Tuesday, March 28, 2017

Nash - GLASS

In her book, Black Body in Ecstasy: Reading Race, Reading Pornography, Jennifer Nash seeks to re-claim desire for black female spectators of racialized pornographic films. Placing herself in conversation with both black feminist scholars and feminist porn scholars, Nash borrows form pornography scholarship, feminist work, and black feminist theory – among others – to encourage a different, more nuanced look at the possible pleasures for black spectators in watching pornography.

Perhaps the most interesting aspect of her work in my opinion, Nash critiques existing black feminist scholarship on porn while insisting that pornography and sexuality have multiple meanings – in other words, she claims to be a “sex radical” (Nash 2014: 16). Through her “loving critique,” Nash analyzes four films (Lialeh, Sexworld, Black Taboo and Black Throat) and explains that unlike what the existing black feminist scholarship posits, there is a potential to read pleasure in these films.

I found her term “race-pleasure” most interesting.

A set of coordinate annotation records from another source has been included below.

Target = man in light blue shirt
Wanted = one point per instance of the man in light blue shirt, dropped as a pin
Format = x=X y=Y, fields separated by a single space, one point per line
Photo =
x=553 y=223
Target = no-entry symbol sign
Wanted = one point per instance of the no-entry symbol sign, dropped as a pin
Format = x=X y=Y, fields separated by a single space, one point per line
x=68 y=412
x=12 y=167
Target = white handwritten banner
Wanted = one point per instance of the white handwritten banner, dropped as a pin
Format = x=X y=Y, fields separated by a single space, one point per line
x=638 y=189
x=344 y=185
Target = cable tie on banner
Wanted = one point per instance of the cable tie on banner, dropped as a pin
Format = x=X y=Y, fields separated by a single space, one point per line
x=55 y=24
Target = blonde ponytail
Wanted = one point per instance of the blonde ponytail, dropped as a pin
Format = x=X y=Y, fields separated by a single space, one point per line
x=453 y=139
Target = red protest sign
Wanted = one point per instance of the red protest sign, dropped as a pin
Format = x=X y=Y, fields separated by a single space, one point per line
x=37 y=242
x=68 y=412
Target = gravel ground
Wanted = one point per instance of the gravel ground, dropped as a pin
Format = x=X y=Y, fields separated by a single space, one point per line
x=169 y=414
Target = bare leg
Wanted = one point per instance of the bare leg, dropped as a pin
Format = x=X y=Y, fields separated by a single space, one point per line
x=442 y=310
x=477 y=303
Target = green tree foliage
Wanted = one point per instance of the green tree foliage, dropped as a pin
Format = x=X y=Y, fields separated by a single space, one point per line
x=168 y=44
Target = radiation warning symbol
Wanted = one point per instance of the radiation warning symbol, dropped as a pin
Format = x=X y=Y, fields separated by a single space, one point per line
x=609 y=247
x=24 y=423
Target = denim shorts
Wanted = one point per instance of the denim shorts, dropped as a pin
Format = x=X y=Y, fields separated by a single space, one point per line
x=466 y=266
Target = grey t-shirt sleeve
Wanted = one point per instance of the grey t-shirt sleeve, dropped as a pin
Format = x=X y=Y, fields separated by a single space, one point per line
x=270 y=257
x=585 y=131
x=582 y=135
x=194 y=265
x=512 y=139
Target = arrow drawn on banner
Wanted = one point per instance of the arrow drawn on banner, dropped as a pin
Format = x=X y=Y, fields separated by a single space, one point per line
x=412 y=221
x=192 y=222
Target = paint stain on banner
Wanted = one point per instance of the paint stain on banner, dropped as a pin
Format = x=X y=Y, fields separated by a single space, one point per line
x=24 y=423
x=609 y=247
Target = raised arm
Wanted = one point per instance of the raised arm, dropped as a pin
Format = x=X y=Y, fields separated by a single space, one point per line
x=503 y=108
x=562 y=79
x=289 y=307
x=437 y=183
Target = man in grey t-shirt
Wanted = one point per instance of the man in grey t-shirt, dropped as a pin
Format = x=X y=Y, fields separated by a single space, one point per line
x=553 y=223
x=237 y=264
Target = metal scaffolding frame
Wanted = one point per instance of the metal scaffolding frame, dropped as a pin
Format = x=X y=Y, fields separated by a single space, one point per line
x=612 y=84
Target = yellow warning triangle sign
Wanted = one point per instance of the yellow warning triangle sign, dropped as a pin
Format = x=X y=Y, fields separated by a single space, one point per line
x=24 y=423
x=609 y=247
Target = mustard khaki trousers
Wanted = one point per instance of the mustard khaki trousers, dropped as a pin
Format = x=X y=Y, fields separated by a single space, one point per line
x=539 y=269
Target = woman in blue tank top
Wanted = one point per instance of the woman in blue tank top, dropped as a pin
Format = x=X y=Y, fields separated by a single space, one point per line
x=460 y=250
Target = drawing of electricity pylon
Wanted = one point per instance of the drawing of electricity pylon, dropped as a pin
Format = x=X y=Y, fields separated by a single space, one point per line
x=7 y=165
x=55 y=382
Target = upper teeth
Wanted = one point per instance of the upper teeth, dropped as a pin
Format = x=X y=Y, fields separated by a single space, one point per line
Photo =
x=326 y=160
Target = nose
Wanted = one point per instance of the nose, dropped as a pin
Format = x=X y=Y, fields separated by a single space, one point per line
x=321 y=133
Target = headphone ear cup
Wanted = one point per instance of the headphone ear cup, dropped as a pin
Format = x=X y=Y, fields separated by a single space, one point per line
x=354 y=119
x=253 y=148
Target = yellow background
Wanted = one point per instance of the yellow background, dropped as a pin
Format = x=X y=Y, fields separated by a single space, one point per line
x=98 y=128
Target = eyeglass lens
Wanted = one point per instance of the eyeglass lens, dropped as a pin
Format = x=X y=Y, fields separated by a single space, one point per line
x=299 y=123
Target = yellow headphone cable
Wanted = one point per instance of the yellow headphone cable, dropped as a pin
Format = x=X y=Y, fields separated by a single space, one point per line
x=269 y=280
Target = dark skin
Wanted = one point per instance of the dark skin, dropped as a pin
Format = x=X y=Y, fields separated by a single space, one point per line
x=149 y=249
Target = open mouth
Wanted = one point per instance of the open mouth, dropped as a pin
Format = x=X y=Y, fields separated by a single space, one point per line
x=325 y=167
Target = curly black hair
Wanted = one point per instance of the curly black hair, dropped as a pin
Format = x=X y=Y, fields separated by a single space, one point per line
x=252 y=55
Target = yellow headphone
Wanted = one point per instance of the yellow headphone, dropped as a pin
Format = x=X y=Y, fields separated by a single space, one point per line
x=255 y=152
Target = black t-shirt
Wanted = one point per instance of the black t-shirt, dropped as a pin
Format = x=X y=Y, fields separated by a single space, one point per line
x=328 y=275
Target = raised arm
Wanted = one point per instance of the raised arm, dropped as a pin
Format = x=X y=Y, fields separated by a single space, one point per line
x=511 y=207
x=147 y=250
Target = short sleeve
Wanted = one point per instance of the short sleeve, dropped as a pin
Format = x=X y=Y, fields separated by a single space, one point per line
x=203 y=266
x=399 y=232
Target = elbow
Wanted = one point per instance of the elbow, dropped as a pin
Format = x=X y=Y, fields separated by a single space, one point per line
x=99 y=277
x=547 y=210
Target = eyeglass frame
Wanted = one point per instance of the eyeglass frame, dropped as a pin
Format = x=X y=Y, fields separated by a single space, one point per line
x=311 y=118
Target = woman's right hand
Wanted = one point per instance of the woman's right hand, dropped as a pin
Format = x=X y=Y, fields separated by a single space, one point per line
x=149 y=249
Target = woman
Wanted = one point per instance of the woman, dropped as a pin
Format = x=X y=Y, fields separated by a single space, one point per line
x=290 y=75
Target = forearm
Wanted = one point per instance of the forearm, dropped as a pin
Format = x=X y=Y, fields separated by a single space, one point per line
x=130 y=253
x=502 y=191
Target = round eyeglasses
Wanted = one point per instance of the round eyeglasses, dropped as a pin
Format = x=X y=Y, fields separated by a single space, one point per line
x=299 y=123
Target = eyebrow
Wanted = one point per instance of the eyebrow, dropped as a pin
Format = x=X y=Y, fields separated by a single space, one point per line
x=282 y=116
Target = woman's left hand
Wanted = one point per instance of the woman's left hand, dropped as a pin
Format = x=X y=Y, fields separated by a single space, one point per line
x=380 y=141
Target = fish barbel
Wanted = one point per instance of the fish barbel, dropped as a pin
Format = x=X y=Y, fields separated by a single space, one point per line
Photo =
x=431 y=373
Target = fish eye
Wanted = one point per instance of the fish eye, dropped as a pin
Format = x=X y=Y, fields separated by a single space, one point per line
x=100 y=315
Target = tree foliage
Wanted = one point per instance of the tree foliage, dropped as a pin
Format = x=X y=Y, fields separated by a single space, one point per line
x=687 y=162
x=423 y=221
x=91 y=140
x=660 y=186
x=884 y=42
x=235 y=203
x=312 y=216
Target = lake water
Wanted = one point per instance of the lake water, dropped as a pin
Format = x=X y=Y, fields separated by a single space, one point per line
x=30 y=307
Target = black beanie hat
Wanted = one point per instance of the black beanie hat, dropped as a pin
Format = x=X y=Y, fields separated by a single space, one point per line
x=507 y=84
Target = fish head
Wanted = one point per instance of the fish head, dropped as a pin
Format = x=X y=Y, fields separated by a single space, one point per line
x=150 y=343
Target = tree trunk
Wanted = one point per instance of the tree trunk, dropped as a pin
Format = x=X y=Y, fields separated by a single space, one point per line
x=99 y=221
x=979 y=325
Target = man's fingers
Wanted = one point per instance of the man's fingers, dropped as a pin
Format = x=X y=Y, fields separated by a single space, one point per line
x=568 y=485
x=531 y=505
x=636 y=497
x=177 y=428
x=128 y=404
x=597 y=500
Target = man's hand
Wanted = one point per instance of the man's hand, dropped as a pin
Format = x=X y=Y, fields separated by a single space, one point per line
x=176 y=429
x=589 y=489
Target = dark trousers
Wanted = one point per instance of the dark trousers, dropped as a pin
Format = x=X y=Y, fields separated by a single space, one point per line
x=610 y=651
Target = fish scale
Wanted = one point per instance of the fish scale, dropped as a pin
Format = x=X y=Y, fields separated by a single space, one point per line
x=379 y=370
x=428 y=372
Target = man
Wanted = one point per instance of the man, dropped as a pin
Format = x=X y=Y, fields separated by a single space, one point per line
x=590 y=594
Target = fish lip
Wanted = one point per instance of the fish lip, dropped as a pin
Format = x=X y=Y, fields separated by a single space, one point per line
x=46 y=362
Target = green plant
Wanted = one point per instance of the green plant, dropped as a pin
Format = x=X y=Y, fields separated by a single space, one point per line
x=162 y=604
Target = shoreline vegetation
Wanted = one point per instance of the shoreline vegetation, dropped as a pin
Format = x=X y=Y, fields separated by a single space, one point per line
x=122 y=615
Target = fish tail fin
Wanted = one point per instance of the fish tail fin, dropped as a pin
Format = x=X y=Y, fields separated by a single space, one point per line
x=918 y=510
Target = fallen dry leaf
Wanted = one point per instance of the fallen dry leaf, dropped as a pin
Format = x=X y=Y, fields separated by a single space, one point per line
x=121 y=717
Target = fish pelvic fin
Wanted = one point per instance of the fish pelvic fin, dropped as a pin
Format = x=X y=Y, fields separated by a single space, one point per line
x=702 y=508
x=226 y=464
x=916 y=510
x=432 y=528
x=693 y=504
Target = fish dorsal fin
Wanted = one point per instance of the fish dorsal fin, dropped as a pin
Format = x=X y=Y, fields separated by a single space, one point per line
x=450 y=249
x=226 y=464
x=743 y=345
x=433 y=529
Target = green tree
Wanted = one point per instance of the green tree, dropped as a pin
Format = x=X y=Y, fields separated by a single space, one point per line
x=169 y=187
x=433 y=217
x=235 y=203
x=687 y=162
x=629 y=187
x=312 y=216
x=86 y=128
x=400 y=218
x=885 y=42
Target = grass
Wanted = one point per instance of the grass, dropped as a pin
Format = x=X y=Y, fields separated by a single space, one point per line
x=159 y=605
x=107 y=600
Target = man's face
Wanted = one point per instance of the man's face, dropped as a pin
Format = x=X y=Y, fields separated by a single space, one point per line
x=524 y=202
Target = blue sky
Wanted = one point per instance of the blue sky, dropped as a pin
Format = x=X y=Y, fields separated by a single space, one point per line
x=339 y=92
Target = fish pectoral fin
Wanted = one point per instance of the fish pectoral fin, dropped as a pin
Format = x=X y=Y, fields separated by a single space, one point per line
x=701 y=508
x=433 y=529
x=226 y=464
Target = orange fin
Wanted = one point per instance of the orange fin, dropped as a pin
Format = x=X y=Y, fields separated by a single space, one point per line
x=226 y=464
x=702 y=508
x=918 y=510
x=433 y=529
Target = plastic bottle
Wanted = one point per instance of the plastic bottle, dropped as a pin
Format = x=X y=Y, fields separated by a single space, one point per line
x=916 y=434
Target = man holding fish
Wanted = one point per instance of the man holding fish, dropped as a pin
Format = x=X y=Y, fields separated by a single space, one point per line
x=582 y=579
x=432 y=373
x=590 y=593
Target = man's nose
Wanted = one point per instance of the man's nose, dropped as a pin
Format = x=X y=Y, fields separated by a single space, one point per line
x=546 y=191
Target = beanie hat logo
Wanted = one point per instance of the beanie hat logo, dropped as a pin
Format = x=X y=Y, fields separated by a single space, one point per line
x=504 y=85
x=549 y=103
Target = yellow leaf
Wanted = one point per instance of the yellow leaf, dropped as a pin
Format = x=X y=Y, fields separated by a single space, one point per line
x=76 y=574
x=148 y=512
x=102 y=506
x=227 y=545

According to Nash, “race-pleasure” can be seen in Sexworld and denotes the experience of pleasure through blackness. Nash proclaims that Jill’s (the protagonist) use of hyperbolic stereotypes of white men provide her with the vocabulary to voice her pleasures.

I like the way Nash seems to re-coopt pornography in a way that the reader can almost feel the “power” (or pleasure/ecstasy) returning to black women. Her read of the four films “lovingly” disagrees with previous scholarship as she gives ecstasy back to black women.

I am not sure myself how this would apply to my own research – although I like the way she essentially says “no, this is not demeaning or belittling, this is, or can be empowering” in her work. I would like to be able to achieve this in my own work at some point – to challenge previous scholarship around the politics of motherhood, for example, in a way that gives power back.

I can see this being applicable to previous readings in that we, as researchers, have a duty to represent our subjects and their necessities and desires in a way that helps and not hurts. So her push back to read pleasure in the films instead of viewing them as solely damaging seems to urge other scholars to also view black bodies in this way.


My question is: is this enough? Does her reading of black women in pleasure, as empowering as it seems, ignore other institutional forms of power that mock her reading of pleasure? I’m not sure I’m making sense with my question – but it seems to not be enough. Or is it enough, if many other scholars make this move with her?